Part B — enrichment pipeline (built, not yet run):

  • scripts/build_database.py: load_enrichment + apply_enrichment(activities, enrichment) applied right after apply_review_decisions, on the post-dedup list, keyed on import_common.content_key(normalized_name, language, _normalize_text(description)) (reused verbatim). CLI --enrichment (default data/enrichment.json). QA report prints enrichment {entries, matched, orphaned} + per-field stated vs estimated counts. Translated/expanded text is NOT re-validated against source (by design).
  • scripts/run_enrichment.py: reads the rebuilt DB, computes each row's content_key, skips rows already in data/enrichment_parts/<key>.json (resumable), emits one prompt per activity to data/enrichment_prompts/ (current EN fields + source chunk text via find_chunk_text). Pilot scoping: --source <substr> and/or --limit N. --collect merges parts → data/enrichment.json.
  • scripts/ENRICHMENT_PROMPT.md: single-pass rules — translate faithfully, expand description_ro ONLY from chunk text, mark inferred filter fields in estimated_fields, fixed enum vocab, output data/enrichment_parts/<content_key>.json including content_key.

Exact next steps

  1. Re-extract the 7 chunks above (after session-limit reset).

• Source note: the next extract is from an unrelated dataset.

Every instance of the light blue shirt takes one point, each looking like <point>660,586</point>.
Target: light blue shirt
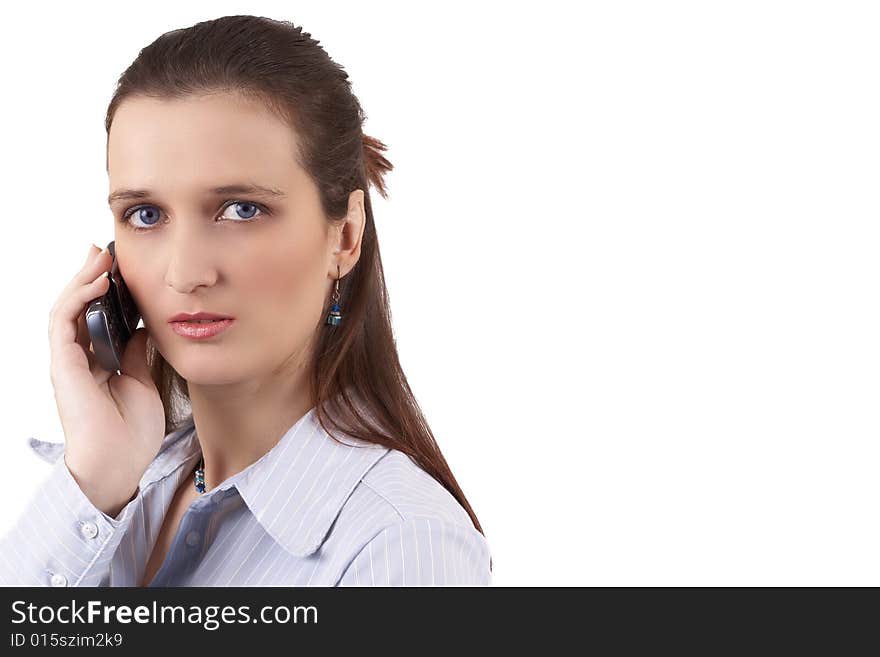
<point>309,512</point>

Verify each writes valid JSON (python3 -c "import json,glob; [json.loads(open(f).read()) for f in glob.glob('data/extracted/*.json')]"). If any come back malformed, python3 scripts/repair_extractions.py --apply (faithful now).
  2. Re-freeze: python3 scripts/build_database.py --rebuild — confirm 0 schema-rejected, note the new total (~9418 + the 7 chunks' activities).
  3. Enrichment PILOT (plan B5 — the STOP gate guarding 68k LLM calls):
    • Pick one source, e.g. python3 scripts/run_enrichment.py --source teambuilding_corbu (or --limit 30). This writes prompts to data/enrichment_prompts/.
    • Launch a small wave of Sonnet subagents on those prompts (each writes data/enrichment_parts/<key>.json).
    • python3 scripts/run_enrichment.py --collectdata/enrichment.json.
    • python3 scripts/build_database.py --rebuild (picks up --enrichment by default).
    • STOP. Hand the user translation-quality + estimation-plausibility + description- fidelity samples and get sign-off BEFORE scaling to the full corpus. Do not auto-proceed past this gate.
  4. After sign-off: scale enrichment in waves of ~816 Sonnet subagents, --collect, final --rebuild --enrichment.

Verify / run

  • Tests: python3 -m pytest tests/ -q → 99 pass.
  • App: SOURCE_DOWNLOAD_ENABLED is false by default (download link hidden). Set it true only if the user accepts the copyright exposure of serving original files.
  • data/activities.db.bak is the pre-this-freeze backup.